Gilman senior Jelani Roberts doesn¿t look like your typical star athlete, given his 5-foot-8, 160-pound frame and low-key demeanor.
Gilman senior Jelani Roberts doesn't appear to be your typical star athlete -- given his 5-foot-8, 160-pound frame and low-key demeanor.
"He is not an overwhelming physical specimen," Gilman track and field coach Johnnie Foreman said. "If you would look at him, you would say, 'This kid is too short and he is this and he's that.' Then he will blow you away."
With his speed, that is.
The 2015 Baltimore Messenger Male Athlete of the Year won four Maryland Interscholastic Athletic Association A Conference indoor and outdoor sprint championships as a senior.
He also scored 16 touchdowns as a wide receiver, running back and kick returner for the Gilman football team.
Roberts has been clocked at 4.39 seconds in the 40-yard dash.
"He might be the fastest guy I have coached in 18 years," said Gilman football coach Biff Poggi, whose Greyhounds have won 11 Maryland Interscholastic Athletic Association A Conference championships during that span. "He is not just a straight forward blazer.
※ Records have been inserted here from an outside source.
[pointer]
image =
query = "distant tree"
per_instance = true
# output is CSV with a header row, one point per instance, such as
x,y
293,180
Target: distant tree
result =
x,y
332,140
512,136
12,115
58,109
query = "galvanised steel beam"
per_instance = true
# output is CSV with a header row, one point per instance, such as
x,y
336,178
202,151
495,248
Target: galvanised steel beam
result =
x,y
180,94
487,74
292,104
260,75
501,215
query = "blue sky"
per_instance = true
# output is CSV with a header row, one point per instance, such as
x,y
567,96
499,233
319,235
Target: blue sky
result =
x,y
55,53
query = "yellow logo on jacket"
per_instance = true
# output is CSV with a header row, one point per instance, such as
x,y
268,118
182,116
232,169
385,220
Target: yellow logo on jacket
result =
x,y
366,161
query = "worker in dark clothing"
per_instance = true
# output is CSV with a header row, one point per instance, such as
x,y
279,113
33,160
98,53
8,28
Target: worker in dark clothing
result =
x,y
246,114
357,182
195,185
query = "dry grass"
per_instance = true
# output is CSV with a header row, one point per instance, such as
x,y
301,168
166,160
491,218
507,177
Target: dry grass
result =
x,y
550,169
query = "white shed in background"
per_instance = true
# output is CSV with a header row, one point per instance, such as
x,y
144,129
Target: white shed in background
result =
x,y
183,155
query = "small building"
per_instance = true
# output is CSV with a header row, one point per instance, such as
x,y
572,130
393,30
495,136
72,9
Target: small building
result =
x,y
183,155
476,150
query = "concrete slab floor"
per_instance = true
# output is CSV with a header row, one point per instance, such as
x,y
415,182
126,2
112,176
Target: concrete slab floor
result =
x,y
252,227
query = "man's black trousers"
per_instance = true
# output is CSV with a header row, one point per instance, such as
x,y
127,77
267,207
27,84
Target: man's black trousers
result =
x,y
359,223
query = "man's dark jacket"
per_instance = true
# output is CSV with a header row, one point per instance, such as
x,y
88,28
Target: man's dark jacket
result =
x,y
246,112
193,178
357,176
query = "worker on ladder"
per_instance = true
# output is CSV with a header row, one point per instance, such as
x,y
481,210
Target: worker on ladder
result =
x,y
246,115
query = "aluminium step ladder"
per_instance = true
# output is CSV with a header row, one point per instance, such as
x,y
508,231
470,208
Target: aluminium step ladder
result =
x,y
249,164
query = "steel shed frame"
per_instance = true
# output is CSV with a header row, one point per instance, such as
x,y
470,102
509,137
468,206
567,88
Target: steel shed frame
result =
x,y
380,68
He is very agile and can really cut. If you look at the tapes from last fall, he was a real workhorse."
Roberts chose to play football at Northwestern University in Illinois over offers from Boston College, Princeton, Yale, Harvard and Navy.
He carried a 3.94 grade point average and plans to major in engineering.
"I just wanted to play football at the highest level," Roberts said of the Big 10 Conference.
"He really worked on getting stronger," the coach said. "He could physically withstand more and that was the biggest difference from his junior year."
Gilman associate football coach Henry Russell said Roberts was a role model for younger players.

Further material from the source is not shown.